The scintillator panel (1) according to claim 2, wherein a fourth transparent organic layer (14) is disposed on the third transparent organic layer (13).

5. Scintillator (1) according to one of claims 1 to 4, wherein between the substrate (2) and the scintillator (3), a transparent organic intermediate layer (22) is arranged.

The scintillator panel (1) according to claim 1, wherein the first transparent organic layer (11) covers the substrate (2) and the scintillator (3).

7. scintillator plate (1) according to claim 1, wherein the first transparent organic layer (11) covers the substrate (2) and the scintillator (3) and encloses the substrate in its edge region.

The scintillator panel (1) according to claim 3 or 4, wherein the fourth transparent organic layer (14) encloses the substrate (2) in its periphery.

9. Scintillator (1) according to claim 1, wherein the first transparent organic layer (11) and / or the second transparent organic layer (12) in the edge region of the substrate (2) have a flat edge angle of preferably 30 °.

10. scintillator panel (1) according to claim 9, wherein the inorganic layer (22) encloses the edges of the substrate (2) permeation-tight.

The scintillator panel (1) according to claim 1, wherein the first transparent organic layer (11) is composed of parylene.

The scintillator panel (1) according to claim 1, wherein the second transparent organic layer (12) is made of epoxy.

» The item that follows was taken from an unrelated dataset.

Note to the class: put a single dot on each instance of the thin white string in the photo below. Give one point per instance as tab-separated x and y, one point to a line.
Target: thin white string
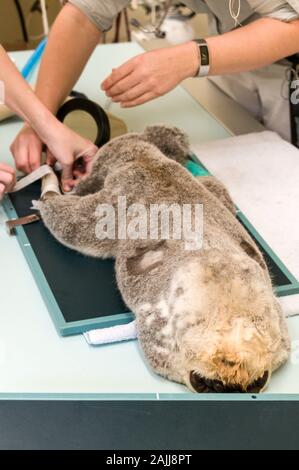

The scintillator panel (1) according to claim 1, wherein the transparent inorganic intermediate layer (21) is made of an alumina or a silica.

14. scintillator panel (1) according to claim 2, wherein the third transparent organic layer (13) consists of epoxy.

The scintillator panel (1) according to claim 3, wherein the fourth transparent organic layer (14) is composed of parylene.

The scintillator panel (1) according to claim 1, wherein the substrate (2) has a high reflectance for light in the visible region.